E’ il 1990. La dottoressa Eva Polak, cittadina italiana, dopo aver avuto una complessa separazione coniugale, chiede al comune di Montecatini Terme, di assegnarle un alloggio popolare, promettendo di ristrutturarlo a proprie spese (Atti 4305-2).
Con l’ordinanza n. 587 del 12/04/1990 il comune assegna l’alloggio alla dottoressa con l’impegno di ristrutturarlo e renderlo abitabile. Nel maggio del 1990 gli vengono consegnate regolarmente le chiavi e successivamente la donna prende contatti con il geometra del comune per effettuare i lavori pattuiti.
Dopo aver reso l’appartamento vivibile, la dottoressa Polak si trasferisce al suo interno attendendo la chiamata del Comune per
stipulare il contratto di compravendita. L’amministratore comunale dice alla dottoressa Polak di non preoccuparsi che l’avrebbero chiamata al piu presto.
Appena terminati i lavori di ristrutturazione il Comune richiede la restituzione dell’appartamento, rifiutandosi di pagare la differenza tra le somme del denaro speso dalla dottoressa e il canone d’affitto da scontare, calcolato in corrispondenza con la legge per le case classificate PEEP (L. 392/78 e succ. modifiche).

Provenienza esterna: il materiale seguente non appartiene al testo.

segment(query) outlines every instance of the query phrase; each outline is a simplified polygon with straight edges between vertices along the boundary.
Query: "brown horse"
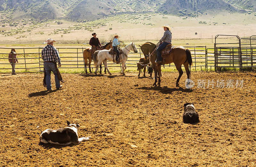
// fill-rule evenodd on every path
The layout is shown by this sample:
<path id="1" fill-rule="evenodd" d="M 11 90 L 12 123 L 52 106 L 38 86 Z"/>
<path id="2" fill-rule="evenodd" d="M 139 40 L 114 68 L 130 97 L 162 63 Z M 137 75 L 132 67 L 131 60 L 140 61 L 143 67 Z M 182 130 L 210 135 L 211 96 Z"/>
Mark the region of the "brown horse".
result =
<path id="1" fill-rule="evenodd" d="M 155 60 L 156 59 L 156 52 L 154 52 L 154 53 L 152 54 L 151 60 Z M 152 62 L 152 61 L 151 61 Z M 168 64 L 171 63 L 174 63 L 176 67 L 176 68 L 179 71 L 179 76 L 177 80 L 176 81 L 176 86 L 179 86 L 179 82 L 180 79 L 183 74 L 183 71 L 181 69 L 181 65 L 183 64 L 185 68 L 188 79 L 190 79 L 190 68 L 192 64 L 192 58 L 191 56 L 191 53 L 188 49 L 186 49 L 181 46 L 176 46 L 172 49 L 172 52 L 166 55 L 164 60 L 164 64 Z M 188 68 L 188 65 L 189 66 L 189 68 Z M 156 85 L 156 82 L 157 81 L 157 74 L 159 78 L 158 79 L 158 85 L 160 86 L 160 82 L 161 82 L 161 65 L 156 64 L 155 70 L 155 81 L 153 85 Z M 188 84 L 189 83 L 188 83 Z"/>
<path id="2" fill-rule="evenodd" d="M 144 43 L 141 46 L 139 45 L 139 46 L 140 47 L 140 50 L 143 53 L 145 57 L 147 57 L 147 55 L 148 57 L 148 55 L 150 55 L 155 50 L 156 46 L 156 44 L 149 42 Z M 154 59 L 155 59 L 154 60 Z M 152 64 L 152 67 L 155 71 L 156 69 L 156 65 L 155 63 L 155 61 L 156 60 L 155 57 L 152 57 L 152 56 L 149 56 L 149 59 L 150 62 Z M 142 65 L 142 66 L 146 67 L 147 65 Z"/>
<path id="3" fill-rule="evenodd" d="M 112 48 L 112 41 L 111 40 L 110 42 L 105 45 L 102 46 L 100 48 L 100 50 L 103 49 L 108 50 L 110 48 Z M 90 73 L 92 73 L 91 70 L 91 64 L 92 62 L 92 54 L 91 53 L 91 50 L 92 47 L 90 47 L 87 48 L 84 51 L 83 54 L 84 56 L 84 65 L 85 66 L 85 73 L 87 74 L 87 68 L 86 66 L 88 65 L 89 67 L 89 70 Z M 87 61 L 87 59 L 89 60 L 89 64 Z"/>

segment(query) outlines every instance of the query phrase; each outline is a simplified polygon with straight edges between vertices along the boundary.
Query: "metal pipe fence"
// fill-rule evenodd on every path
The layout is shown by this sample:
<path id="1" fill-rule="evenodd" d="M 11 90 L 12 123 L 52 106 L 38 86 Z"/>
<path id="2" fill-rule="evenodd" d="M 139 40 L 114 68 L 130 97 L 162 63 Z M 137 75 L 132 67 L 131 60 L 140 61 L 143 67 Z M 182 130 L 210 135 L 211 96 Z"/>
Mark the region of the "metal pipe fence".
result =
<path id="1" fill-rule="evenodd" d="M 235 37 L 237 42 L 217 43 L 218 38 L 221 36 Z M 253 40 L 254 43 L 252 42 Z M 229 46 L 231 45 L 232 46 Z M 216 36 L 214 52 L 215 70 L 221 70 L 222 68 L 252 69 L 256 68 L 255 53 L 256 36 L 252 36 L 250 38 L 241 38 L 237 36 Z"/>
<path id="2" fill-rule="evenodd" d="M 235 38 L 237 42 L 217 42 L 220 37 L 223 36 Z M 198 70 L 217 71 L 224 68 L 240 69 L 256 68 L 256 36 L 252 36 L 249 38 L 240 38 L 237 36 L 218 35 L 215 36 L 214 48 L 206 48 L 206 46 L 186 46 L 185 47 L 190 51 L 193 63 L 191 70 L 196 72 Z M 85 70 L 83 52 L 86 48 L 57 48 L 62 63 L 61 67 L 59 68 L 60 70 L 68 72 L 76 70 L 76 69 L 80 72 L 83 69 Z M 7 61 L 9 59 L 9 53 L 12 49 L 0 48 L 0 73 L 12 72 L 13 69 Z M 15 48 L 17 51 L 17 59 L 19 61 L 18 63 L 15 64 L 15 69 L 17 70 L 15 73 L 43 72 L 44 62 L 41 53 L 42 49 L 40 47 Z M 137 69 L 135 62 L 139 62 L 140 59 L 144 56 L 140 48 L 137 49 L 138 53 L 130 52 L 128 55 L 126 64 L 128 69 Z M 93 64 L 93 60 L 91 64 Z M 93 66 L 92 65 L 92 70 L 94 68 Z M 108 61 L 108 66 L 116 69 L 116 68 L 121 68 L 120 65 Z M 171 70 L 176 69 L 172 64 L 165 65 L 164 67 L 171 68 Z"/>
<path id="3" fill-rule="evenodd" d="M 192 69 L 196 71 L 198 69 L 202 70 L 206 67 L 206 46 L 187 46 L 191 51 L 193 60 L 193 66 Z M 72 69 L 84 68 L 85 70 L 85 65 L 83 52 L 85 48 L 57 48 L 61 60 L 61 67 L 60 69 L 64 69 L 65 71 L 72 70 Z M 0 48 L 0 73 L 12 73 L 12 68 L 8 62 L 9 59 L 8 52 L 12 48 Z M 44 61 L 42 59 L 41 51 L 43 48 L 34 47 L 15 48 L 16 50 L 17 59 L 19 63 L 16 63 L 16 73 L 35 73 L 43 71 Z M 139 52 L 137 53 L 130 52 L 128 55 L 128 59 L 126 62 L 128 68 L 133 68 L 137 69 L 136 62 L 139 62 L 140 59 L 144 55 L 140 48 L 137 48 Z M 9 52 L 8 52 L 9 51 Z M 93 64 L 92 60 L 92 64 Z M 92 66 L 93 66 L 92 65 Z M 119 64 L 113 63 L 113 62 L 108 61 L 108 67 L 110 68 L 119 68 Z M 165 65 L 165 67 L 173 67 L 174 65 L 170 64 Z M 94 67 L 91 67 L 93 70 Z M 196 68 L 198 69 L 197 69 Z"/>

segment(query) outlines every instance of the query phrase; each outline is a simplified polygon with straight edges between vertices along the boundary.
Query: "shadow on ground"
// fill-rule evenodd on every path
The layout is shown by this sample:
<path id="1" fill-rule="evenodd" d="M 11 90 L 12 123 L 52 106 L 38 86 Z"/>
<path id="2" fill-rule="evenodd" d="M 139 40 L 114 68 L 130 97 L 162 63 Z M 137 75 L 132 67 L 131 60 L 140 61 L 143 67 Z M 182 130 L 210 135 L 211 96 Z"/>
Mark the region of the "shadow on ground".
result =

Il comune ha dato la delega all’avvocato per procedere contro la dr.ssa Polak, richiedendo indietro l’immobile senza pagare le somme spese dalla dottoressa e senza fare i conti dovuti. Si insinua inoltre che la dottoressa Polak sarebbe un’occupante abusiva dell’immobile e che non si sarebbe mai messa in contatto con l’ufficio urbanistico del comune.
In seguito, la dottoressa Polak ha presentato una denuncia alle autorità competenti presentando le prove e la documentazione relativa. A tutt’oggi l’autorita giudiziaria non ha fatto niente, anzi vive in una situazione di degrado totale senza riscaldamento e senza lavoro. Il Comune ha messo in vendita l’appartamento.
Siamo a Febbraio 2012 e sono passati la bellezza di ventidue anni: a tutt’oggi la dottoressa Polak non ha avuto giustizia. Ultimamente ho sentito la dottoressa: purtroppo rischia seriamente di dover abbandonare l’appartamento, fisicamente è provata e molto demoralizzata. Il nostro Stato e le istituzioni che dovrebbero tutelarla, le hanno girato le spalle.